Some seeds require heat and will not vegetate freely without it, such as Tomato, Coleus, Lan-tana. Others again will grow more freely in a cool atmosphere, and will often lay dormant until the weather is cool. Cabbage, Pansies and Sweet Alyssum seed are good examples of these. Many seeds that vegetate freely out of doors, lay dormant for a long time under glass. I have known Clematis, Smilax, Verbena and Lantana to lay dormant in the soil of the seed boxes for six months, and then being exposed to the air vegetate freely.
I am satisfied, from the experience of others and by experiments made by myself, that there is as much importance in the way the seeds are sown and the condition they are kept as there is in the freshness of the seeds. Many seeds germinate more freely by being soaked in warm water, such as Cypress Vine, Canna, Thun-bergia, whilst this process would be the death warrant for many of the seeds of Palms, Cactuses, etc. There can be no set law made for sowing seeds, as almost every kind has its own peculiar wants, and the cultivator must or ought to study their peculiar requirements if he wishes success. A pretty safe rule to go by in sowing is to bury the seeds no deeper than the seed is thick; for instance, if the seed is 1-8th of an inch thick, it may be buried 1-8th of an inch deep, or a very little deeper. More seeds are killed by being buried too deep than by being sown too shallow. Any ordinary sound seed will vegetate if no more than two years old, and many kinds, such as Zinneas, Asters and Chrysanthemums, actually seem to improve by keeping two or three years.
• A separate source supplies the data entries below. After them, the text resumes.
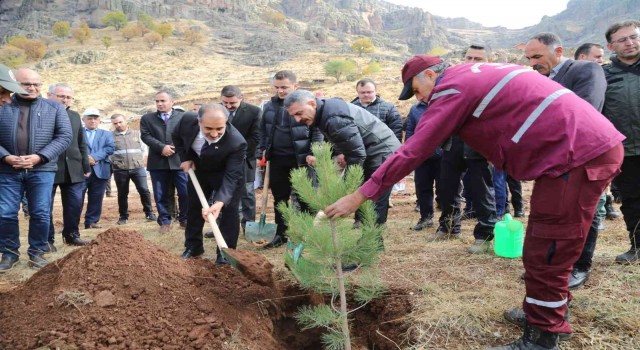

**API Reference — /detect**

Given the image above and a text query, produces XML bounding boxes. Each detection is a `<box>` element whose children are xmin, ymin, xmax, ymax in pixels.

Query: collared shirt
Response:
<box><xmin>549</xmin><ymin>58</ymin><xmax>568</xmax><ymax>79</ymax></box>
<box><xmin>84</xmin><ymin>128</ymin><xmax>96</xmax><ymax>146</ymax></box>
<box><xmin>191</xmin><ymin>131</ymin><xmax>226</xmax><ymax>157</ymax></box>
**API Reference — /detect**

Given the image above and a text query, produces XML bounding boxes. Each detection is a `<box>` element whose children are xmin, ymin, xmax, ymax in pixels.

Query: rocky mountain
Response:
<box><xmin>0</xmin><ymin>0</ymin><xmax>640</xmax><ymax>56</ymax></box>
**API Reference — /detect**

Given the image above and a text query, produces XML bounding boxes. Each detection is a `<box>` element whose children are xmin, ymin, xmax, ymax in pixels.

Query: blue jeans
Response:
<box><xmin>0</xmin><ymin>170</ymin><xmax>55</xmax><ymax>257</ymax></box>
<box><xmin>49</xmin><ymin>181</ymin><xmax>84</xmax><ymax>243</ymax></box>
<box><xmin>149</xmin><ymin>170</ymin><xmax>189</xmax><ymax>225</ymax></box>
<box><xmin>493</xmin><ymin>170</ymin><xmax>507</xmax><ymax>219</ymax></box>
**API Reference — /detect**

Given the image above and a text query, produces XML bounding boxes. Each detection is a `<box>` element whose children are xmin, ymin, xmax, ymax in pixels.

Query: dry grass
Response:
<box><xmin>0</xmin><ymin>180</ymin><xmax>640</xmax><ymax>349</ymax></box>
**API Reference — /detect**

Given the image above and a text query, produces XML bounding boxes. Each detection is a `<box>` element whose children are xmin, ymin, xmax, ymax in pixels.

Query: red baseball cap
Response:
<box><xmin>398</xmin><ymin>55</ymin><xmax>443</xmax><ymax>100</ymax></box>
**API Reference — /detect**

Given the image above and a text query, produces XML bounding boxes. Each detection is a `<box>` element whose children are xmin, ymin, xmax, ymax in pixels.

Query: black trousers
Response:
<box><xmin>507</xmin><ymin>175</ymin><xmax>524</xmax><ymax>211</ymax></box>
<box><xmin>263</xmin><ymin>156</ymin><xmax>309</xmax><ymax>236</ymax></box>
<box><xmin>613</xmin><ymin>156</ymin><xmax>640</xmax><ymax>249</ymax></box>
<box><xmin>184</xmin><ymin>171</ymin><xmax>244</xmax><ymax>254</ymax></box>
<box><xmin>113</xmin><ymin>168</ymin><xmax>153</xmax><ymax>219</ymax></box>
<box><xmin>438</xmin><ymin>142</ymin><xmax>497</xmax><ymax>240</ymax></box>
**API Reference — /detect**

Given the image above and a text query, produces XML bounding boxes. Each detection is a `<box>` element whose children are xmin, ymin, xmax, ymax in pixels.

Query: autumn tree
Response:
<box><xmin>0</xmin><ymin>45</ymin><xmax>27</xmax><ymax>68</ymax></box>
<box><xmin>100</xmin><ymin>11</ymin><xmax>129</xmax><ymax>30</ymax></box>
<box><xmin>120</xmin><ymin>24</ymin><xmax>140</xmax><ymax>41</ymax></box>
<box><xmin>71</xmin><ymin>22</ymin><xmax>93</xmax><ymax>45</ymax></box>
<box><xmin>351</xmin><ymin>38</ymin><xmax>374</xmax><ymax>57</ymax></box>
<box><xmin>102</xmin><ymin>35</ymin><xmax>111</xmax><ymax>49</ymax></box>
<box><xmin>7</xmin><ymin>36</ymin><xmax>47</xmax><ymax>61</ymax></box>
<box><xmin>324</xmin><ymin>60</ymin><xmax>357</xmax><ymax>83</ymax></box>
<box><xmin>53</xmin><ymin>21</ymin><xmax>71</xmax><ymax>39</ymax></box>
<box><xmin>142</xmin><ymin>32</ymin><xmax>162</xmax><ymax>49</ymax></box>
<box><xmin>184</xmin><ymin>29</ymin><xmax>204</xmax><ymax>46</ymax></box>
<box><xmin>263</xmin><ymin>11</ymin><xmax>287</xmax><ymax>27</ymax></box>
<box><xmin>154</xmin><ymin>22</ymin><xmax>173</xmax><ymax>40</ymax></box>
The plan I follow in sowing fine seeds is to take boxes of any convenient size or shape, but no more than 2½ inches deep; glass box for instance, sawed in half makes two complete boxes or flats, and sometimes furnish the frame for a third. If it has no cracks, I bore holes in it for drainage; and then cover the bottom with any loose sievings, broken pots or a thin layer of moss, to the depth of half an inch. Over this I fill in, to within an inch of the top, with fine soil composed of sand, leaf mold, and loam in equal parts, press it firmly and gently down, making an even surface; then soak the whole with water through a fine rose water can, and an hour afterwards, when drained off, sow the seeds on the wet soil and cover lightly with fine light soil; cover this with panes of glass. Your box will hardly want water until the seeds are up, when the glass must be removed.
Where the seeds are very fine, such as Calceolaria, Torenia and Ferns, etc., it is best not to cover the seed with soil, but, sprinkle a little moss, that has been rubbed through a fine sieve, over them. Place the boxes in a situation where they will obtain all the light, but not be fully exposed to the rays of the sun. Shade the boxes until the seeds are up, and if the light comes only on one side of them, turn the box around so that the front will be in the rear every other day. Prick off the young seedlings in boxes of sandy soil as soon as they show the rough or third leaf.